Yoenis Cespedes has caught fire with five homers in his last seven games. Neil Walker continues to be a power source, and Lucas Duda came alive with homers in each of the three games at Citizens Bank Ballpark.

Heck, even David Wright banged two in the Phillies' cozy home.

The only problem is, no team can sustain that. The six homers they slugged Tuesday was a once or twice a season occurrence.

Eventually, the lineup must get down to the business of manufacturing runs, and that's something the Mets have yet to do with any consistency.

The .205 season batting average with runners in scoring position indicates as much. And Wednesday night's 17 strikeouts, a handful of which raised their season total to 40 Ks with runners in scoring position, added an ugly tint to the raw figures.

While the fact that hitting with runners in scoring position is a cyclical experience, as Joe Girardi keeps reminding everyone about his own floundering squad, the Mets were never truly good at it. In the first four months of the 2015 season, before you-know-who arrived July 31, the Mets marooned runners on a regular basis.

Even their Cespedes-led resurgence couldn't get them past 18th in the final rankings. But that was still a huge improvement from the No. 28 hole their 310 pre-All Star Game run total put them in.

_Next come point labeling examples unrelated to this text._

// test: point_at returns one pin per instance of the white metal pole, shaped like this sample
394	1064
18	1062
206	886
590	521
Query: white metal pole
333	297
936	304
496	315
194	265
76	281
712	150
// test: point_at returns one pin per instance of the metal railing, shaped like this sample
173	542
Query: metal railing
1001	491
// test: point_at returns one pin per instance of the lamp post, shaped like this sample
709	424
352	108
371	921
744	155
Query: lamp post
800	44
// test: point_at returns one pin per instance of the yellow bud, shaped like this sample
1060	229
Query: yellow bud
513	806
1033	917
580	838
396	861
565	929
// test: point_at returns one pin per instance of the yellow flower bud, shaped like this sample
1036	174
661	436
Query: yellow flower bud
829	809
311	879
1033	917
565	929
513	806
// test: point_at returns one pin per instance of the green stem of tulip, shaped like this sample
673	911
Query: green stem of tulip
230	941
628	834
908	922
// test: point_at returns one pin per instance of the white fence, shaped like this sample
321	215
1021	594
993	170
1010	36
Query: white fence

Terry Collins certainly doesn't want a repeat. Given the Mets' recent power surge, it doesn't seem there is much danger of it, either. The situational hitting will come around as soon as the Gekko mentality sets in.

Once that happens, there is no telling what might be in store. With Noah Syndergaard breaking radar guns, Matt Harvey supposedly having found and fixed his mechanical flaw, and Jacob deGrom once again ensconced in the rotation now that baby Jaxon has come home from the hospital, the pitching potential is whole again.

A pleasant mix of power and the well-timed single or double would make for a complete picture.

The runs will come. The 3½-game gap between the Mets and the first-place Nationals will narrow.

The Mets just have to get greedy about it.

It's not a bad quality to have, unless you're Bernie Sanders.

And how many baseball games has he won lately?